東端城が歴史の表舞台に出るのは、尚勝の弟・直勝によってである。直勝は、13歳の時に、家康の長男・松平信康に仕えたが、天正7年
(1579)に信康が自刃すると大浜へ帰り蟄居していた。
しかし、その後、18歳の時には、家康に仕えるようになり、姓を長田から永井に改め、永井伝八郎直勝とした。
天正12年(1584)直勝22歳の時、初陣として小牧長久手の戦いに出陣し、敵将池田勝入斉恒興の首を取る大殊勲をたて、
これにより東端1000石の地を賜り、兄尚勝に代って東端城主となった。
その後、関ヶ原合戦でも戦功を挙げ、上総国と近江国にも領地を賜り、合計1万50石となった。
さらに大坂夏の陣では、豊臣秀頼切腹見届けの大役を勤め、この功により元和2年(1616)、上野国小幡で1万石、近江で2千石、
常陸国笠間近在で2万石、合計3万2千石を領有し、常陸笠間城の城主となった。
この時、東端城は廃城となった。
尚、直勝は、その後も業績を上げ、7万2千石を領し、下総古河城の城主となった。
『現地説明碑他より』
*羽城
天正4年(1576)
に松平元康(徳川家康)が船手の要塞として大浜に羽城を築いて長田重元に守らせた。この重元の息子が永井直勝で、直勝は後に、
常陸笠間城主となり、
羽城は廃城となった。その後、この地は大浜陣屋の敷地となったといわれている。
現況・登城記・感想等
主曲輪跡の大部分が梅林などになっているが、周囲を土塁が取り囲んでいる。
南側の土塁は、改変したもので、当時のものではなさそうだが、北・東・
西の土塁は曲輪内側では高さ1m強程度ではあるが割り合い良好に残っている。
稲荷神社は、腰曲輪跡と思われる一段低い削平地に鎮座している。
また、東側の念空寺との間の道は空堀を利用したものであろうか、幅約5~6m、高さ約3m程の間隔がある。
(2011/01/14訪れて)
ギャラリー
主曲輪
主曲輪は、100m四方ほどある広いもので、城山稲荷神社の駐車場と梅林になっている。
説明碑と城址碑
主曲輪跡の北側には城山稲荷神社が鎮座し、鳥居の脇に説明碑と城址碑が立っている。
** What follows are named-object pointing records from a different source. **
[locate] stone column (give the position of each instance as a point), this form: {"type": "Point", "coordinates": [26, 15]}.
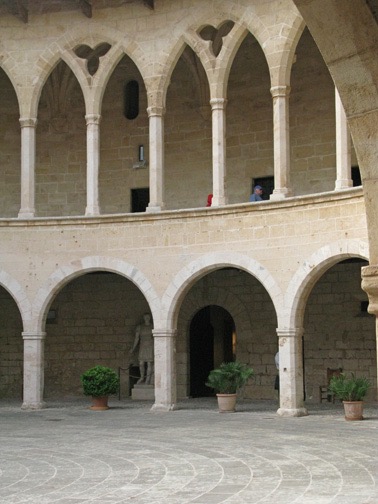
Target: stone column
{"type": "Point", "coordinates": [291, 373]}
{"type": "Point", "coordinates": [156, 161]}
{"type": "Point", "coordinates": [370, 286]}
{"type": "Point", "coordinates": [281, 139]}
{"type": "Point", "coordinates": [343, 156]}
{"type": "Point", "coordinates": [93, 163]}
{"type": "Point", "coordinates": [33, 370]}
{"type": "Point", "coordinates": [165, 369]}
{"type": "Point", "coordinates": [28, 127]}
{"type": "Point", "coordinates": [218, 108]}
説明碑は、
表裏共に詳しく説明がなされている。城址碑は、正面は「城山稲荷大明神」、側面が「東端城址」と刻まれている。
東側土塁
主曲輪周囲は土塁が囲み、特に東側と西側の土塁は良好に残っている。曲輪(駐車場)内へは、
東側から入るようになっており、左写真と右写真の間が入口(当時の虎口かどうかは分からない)である。
西側土塁
TOP写真と同じ土塁であるが、こちらは北側から撮ったもの。
腰曲輪?
主曲輪の北側に腰曲輪様の一段低い削平地があり、稲荷神社が鎮座している。
空堀跡?
東側の念空寺との間の道は空堀を利用したものであろうか、幅約5~6m、高さ約3m程の間隔がある。